As parents, taking care of the planet and teaching our children to do the same is one of our responsibilities, but it can be tricky with a busy lifestyle.
Here are 10 simple tips and ideas for families who want to include their children on the path to greener living...
1. Lead by example
Make it normal to say NO to single-use plastic - remember to bring your reusable bottles and cups everywhere. Show your kiddies how it's done and pretty quickly they'll get the picture.
2. Show them what they are protecting
Head out into the garden, local parks, the countryside, beach or even the zoo - show your kiddies how valuable and beautiful nature is and what exactly is at stake when we don't protect it.
3. Cycle, scoot or walk instead of driving
OK... this is easier said than done, especially on a wet and windy school morning when it is so easy to jump in the car. BUT car pollution is one of the major causes of global warming - cars emit carbon dioxide and other nasty greenhouse gases which contribute to global warming and ultimately climate change. So next time you're being nagged by your kiddies to scoot to school, remember you're doing your bit for the environment too!
4. Show them how to save water and electricity
Encourage them to turn off lights when they leave a room or turn off the tap when they're brushing their teeth. Little actions that become habits can make a big difference.
5. Value experiences over things
So this isn't necessarily an easy one and it might not make you very popular! Admittedly some toys are great, they last, keep the kiddies entertained for hours and if they are helpful for learning then it's a bonus. But what about the drawers and boxes of plastic, most of which are destined for landfill all too quickly (particularly the dreaded party bag toys)!

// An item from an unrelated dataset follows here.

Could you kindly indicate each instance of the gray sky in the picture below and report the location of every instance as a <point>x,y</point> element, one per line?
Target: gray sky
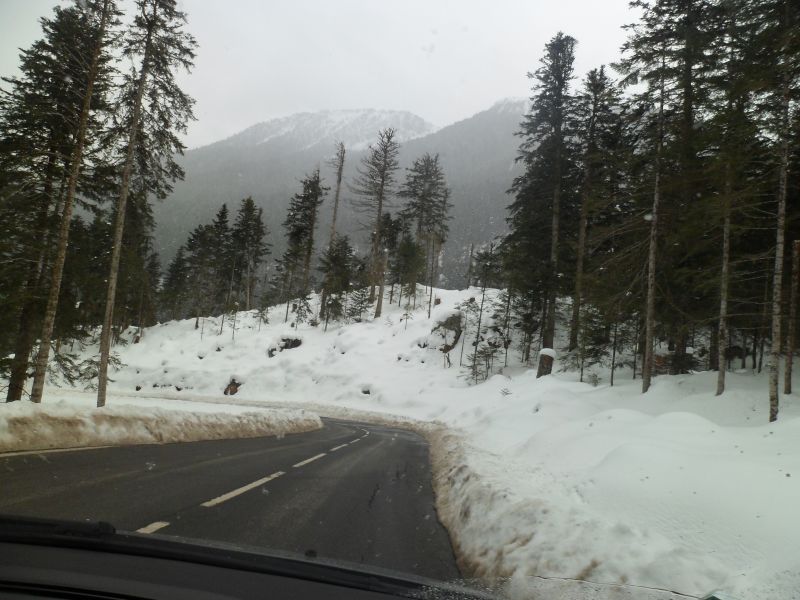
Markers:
<point>444,60</point>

Show them you care with a trip to the park or the cinema? Tea in a café for a treat or even just an ice-cream.
6. Get composting
Invest in a compost bin and show your kiddies how to dispose of their food scraps. Explain how the scraps will be turned into food for worms and how the process is saving the food from going into landfill. Not only will you be creating your own nutrient rich soil, it also reduces methane emissions that come from food waste in landfill, therefore lowering your carbon footprint.
OK, so not rocket science BUT show your kiddies how to recycle properly and why it's done that way. For guidance on what can be recycled check out the Recycle Now website.
8. When it comes to food, go nude
When you can, pack waste-free lunches and where possible limit the amount of individually wrapped food items you buy, therefore cutting down on the amount of waste. You could even try beeswax wraps as a substitute for clingfilm.
9. Avoid souvenirs made from animals
One of the biggest threats facing some of the world’s most iconic animals is poaching; elephants for their tusks, rhinos for their horns, turtles for their shells and tigers for almost any part of them! Teaching our kiddies that it's best to avoid buying any items made from scales, teeth, feathers, tortoise shells, seashells or coral can only help reduce our impact on the environment and encourage biodiversity to thrive.
10. Get out in the garden and get planting
As we (hopefully) see the weather start to warm up and dry out, getting our children busy in the garden from an early age will teach them about caring for the environment. No matter how much space you have - be it a single plant pot or a meadow - planting flowers and shrubs will provide a habitat for native bees, birds and other animals.
Why not have a lazy weekend and avoid mowing the lawn - leaving even part of your garden to grow wild can help pollinating insects, like bees, thrive.
Try planting herbs, vegetables and fruit and it might just have the added bonus of upping your kids' fruit and veg intake! Studies have suggested that children are more likely to try food that they have grown.
We can’t change the fate of our planet on our own but when we all come together, the impact can be huge. If everyone made small lifestyle changes it would add up to make a huge difference.